Redfin On 60 Minutes Tonight – Real Estate Market Disruption

Seattle-based Redfin, a real estate company that we started tracking a year ago, will be featured on 60 Minutes tonight at 7 pm Pacific on CBS. The video of the segment is here. This is great mainstream coverage for this startup. 60 Minutes has 13 million TV viewers, most of which knew nothing about Redfin until today.

They have an intruiging and aggressive business model, which is summed up by CEO Glenn Kelman’s statement that “Real Estate is by far the most screwed up industry in America.” Instead of providing useful real estate information to consumers and then pointing them to real estate professionals like competitors Trulia and Zillow, Redfin is doing their best to completely remove real estate agents and brokers from at least half of a home sale.

Redfin combines MLS listing information (homes for sale) with historical sales data (homes already sold) into a single map.
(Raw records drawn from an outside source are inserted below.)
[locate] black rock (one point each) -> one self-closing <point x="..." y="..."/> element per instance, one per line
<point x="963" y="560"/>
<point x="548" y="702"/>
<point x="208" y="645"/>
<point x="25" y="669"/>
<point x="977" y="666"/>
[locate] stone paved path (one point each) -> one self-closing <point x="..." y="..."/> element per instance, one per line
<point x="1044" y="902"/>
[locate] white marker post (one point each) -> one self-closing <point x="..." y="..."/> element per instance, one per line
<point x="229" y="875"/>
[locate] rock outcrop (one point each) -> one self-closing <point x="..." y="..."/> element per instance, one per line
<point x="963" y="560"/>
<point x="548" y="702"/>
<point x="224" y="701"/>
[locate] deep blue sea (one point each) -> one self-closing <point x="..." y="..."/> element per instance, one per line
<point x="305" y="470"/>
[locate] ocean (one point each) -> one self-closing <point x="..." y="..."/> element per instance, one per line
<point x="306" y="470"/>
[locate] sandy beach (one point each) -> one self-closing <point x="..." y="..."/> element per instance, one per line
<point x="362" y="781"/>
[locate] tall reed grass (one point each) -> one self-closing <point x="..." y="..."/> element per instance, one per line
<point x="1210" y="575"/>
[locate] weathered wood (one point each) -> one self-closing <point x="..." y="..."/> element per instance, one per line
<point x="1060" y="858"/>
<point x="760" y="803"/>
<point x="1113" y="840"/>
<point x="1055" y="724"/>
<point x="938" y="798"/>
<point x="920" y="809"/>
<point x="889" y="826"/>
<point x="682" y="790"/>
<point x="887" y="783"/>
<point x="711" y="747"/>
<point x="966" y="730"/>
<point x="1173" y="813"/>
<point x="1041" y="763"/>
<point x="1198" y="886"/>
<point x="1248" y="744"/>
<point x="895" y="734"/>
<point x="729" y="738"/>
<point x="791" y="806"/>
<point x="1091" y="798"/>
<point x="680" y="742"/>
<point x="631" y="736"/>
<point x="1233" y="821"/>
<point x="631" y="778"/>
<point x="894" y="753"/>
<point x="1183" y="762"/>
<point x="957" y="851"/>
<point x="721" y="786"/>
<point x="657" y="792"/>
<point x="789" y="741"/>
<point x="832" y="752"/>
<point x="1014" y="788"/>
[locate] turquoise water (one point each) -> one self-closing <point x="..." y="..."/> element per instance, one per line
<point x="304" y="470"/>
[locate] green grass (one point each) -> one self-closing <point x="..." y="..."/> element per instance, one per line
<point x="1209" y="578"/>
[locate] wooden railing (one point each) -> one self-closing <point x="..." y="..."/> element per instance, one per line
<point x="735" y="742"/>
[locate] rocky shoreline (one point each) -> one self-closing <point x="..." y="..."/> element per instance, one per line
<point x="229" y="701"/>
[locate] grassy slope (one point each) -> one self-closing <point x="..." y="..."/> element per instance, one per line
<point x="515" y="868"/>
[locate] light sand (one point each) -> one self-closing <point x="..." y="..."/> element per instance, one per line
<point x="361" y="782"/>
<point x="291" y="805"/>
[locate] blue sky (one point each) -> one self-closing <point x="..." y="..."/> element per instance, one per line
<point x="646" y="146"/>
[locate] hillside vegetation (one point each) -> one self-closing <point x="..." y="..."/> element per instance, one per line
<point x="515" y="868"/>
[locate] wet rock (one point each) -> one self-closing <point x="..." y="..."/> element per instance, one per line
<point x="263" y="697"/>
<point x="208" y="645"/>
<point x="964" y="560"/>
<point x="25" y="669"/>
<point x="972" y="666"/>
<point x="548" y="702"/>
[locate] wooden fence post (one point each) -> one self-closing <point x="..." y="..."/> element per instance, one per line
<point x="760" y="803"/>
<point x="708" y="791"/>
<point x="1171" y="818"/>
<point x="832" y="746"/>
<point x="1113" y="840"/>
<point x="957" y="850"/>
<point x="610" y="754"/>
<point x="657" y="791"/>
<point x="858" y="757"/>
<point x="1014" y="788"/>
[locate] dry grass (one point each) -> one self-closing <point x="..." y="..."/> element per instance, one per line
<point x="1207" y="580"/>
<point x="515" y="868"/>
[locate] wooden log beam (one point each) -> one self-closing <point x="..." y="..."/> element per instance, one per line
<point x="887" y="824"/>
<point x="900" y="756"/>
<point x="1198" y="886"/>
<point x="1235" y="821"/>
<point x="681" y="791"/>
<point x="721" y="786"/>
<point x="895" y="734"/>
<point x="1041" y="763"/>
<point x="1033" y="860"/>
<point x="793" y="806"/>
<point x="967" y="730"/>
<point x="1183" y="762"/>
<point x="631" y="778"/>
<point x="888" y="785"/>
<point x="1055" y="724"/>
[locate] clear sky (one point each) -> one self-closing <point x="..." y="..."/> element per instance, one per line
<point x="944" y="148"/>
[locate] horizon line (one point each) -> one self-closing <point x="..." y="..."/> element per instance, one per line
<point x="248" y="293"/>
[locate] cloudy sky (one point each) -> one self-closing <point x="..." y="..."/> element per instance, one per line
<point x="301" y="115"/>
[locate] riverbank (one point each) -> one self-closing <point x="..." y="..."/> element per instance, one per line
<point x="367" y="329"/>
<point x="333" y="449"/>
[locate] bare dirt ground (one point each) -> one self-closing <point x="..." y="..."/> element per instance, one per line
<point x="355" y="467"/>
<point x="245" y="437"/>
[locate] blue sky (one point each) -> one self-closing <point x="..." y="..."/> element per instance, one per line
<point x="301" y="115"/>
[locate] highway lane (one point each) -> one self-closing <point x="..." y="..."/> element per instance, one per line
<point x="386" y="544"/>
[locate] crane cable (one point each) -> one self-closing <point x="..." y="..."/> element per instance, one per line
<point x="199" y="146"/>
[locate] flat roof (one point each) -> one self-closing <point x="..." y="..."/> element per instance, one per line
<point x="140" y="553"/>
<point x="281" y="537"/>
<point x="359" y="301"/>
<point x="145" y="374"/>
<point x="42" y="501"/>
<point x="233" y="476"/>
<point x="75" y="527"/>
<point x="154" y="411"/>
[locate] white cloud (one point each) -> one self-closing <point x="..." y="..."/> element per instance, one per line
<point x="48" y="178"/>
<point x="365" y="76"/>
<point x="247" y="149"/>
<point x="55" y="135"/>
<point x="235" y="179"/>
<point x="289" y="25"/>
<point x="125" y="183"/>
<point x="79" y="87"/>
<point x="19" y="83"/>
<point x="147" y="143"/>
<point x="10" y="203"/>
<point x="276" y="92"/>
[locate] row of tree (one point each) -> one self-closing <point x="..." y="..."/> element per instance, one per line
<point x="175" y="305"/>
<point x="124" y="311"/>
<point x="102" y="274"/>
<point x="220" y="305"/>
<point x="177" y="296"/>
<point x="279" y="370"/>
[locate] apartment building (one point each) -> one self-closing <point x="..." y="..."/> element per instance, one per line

If you find a home you like and want to place an offer, Redfin will represent you in the buying process (they have a call center with licensed real estate professioinals to guide you). Here’s the good part: They reimburse you 2/3 of the buy-side real estate fee directly on closing. The average amount reimbursed to the buyer is about $10,000.

They operate in a limited number of markets (Seattle, San Francisco/bay area, Southern California, Boston), but are expanding steadily. They’ll be in Washington DC and Chicago this summer.

Redfin has closed over 500 home sales and has saved customers an aggregate of $5 million in real estate broker fees. The company did $1 million in revenue last year.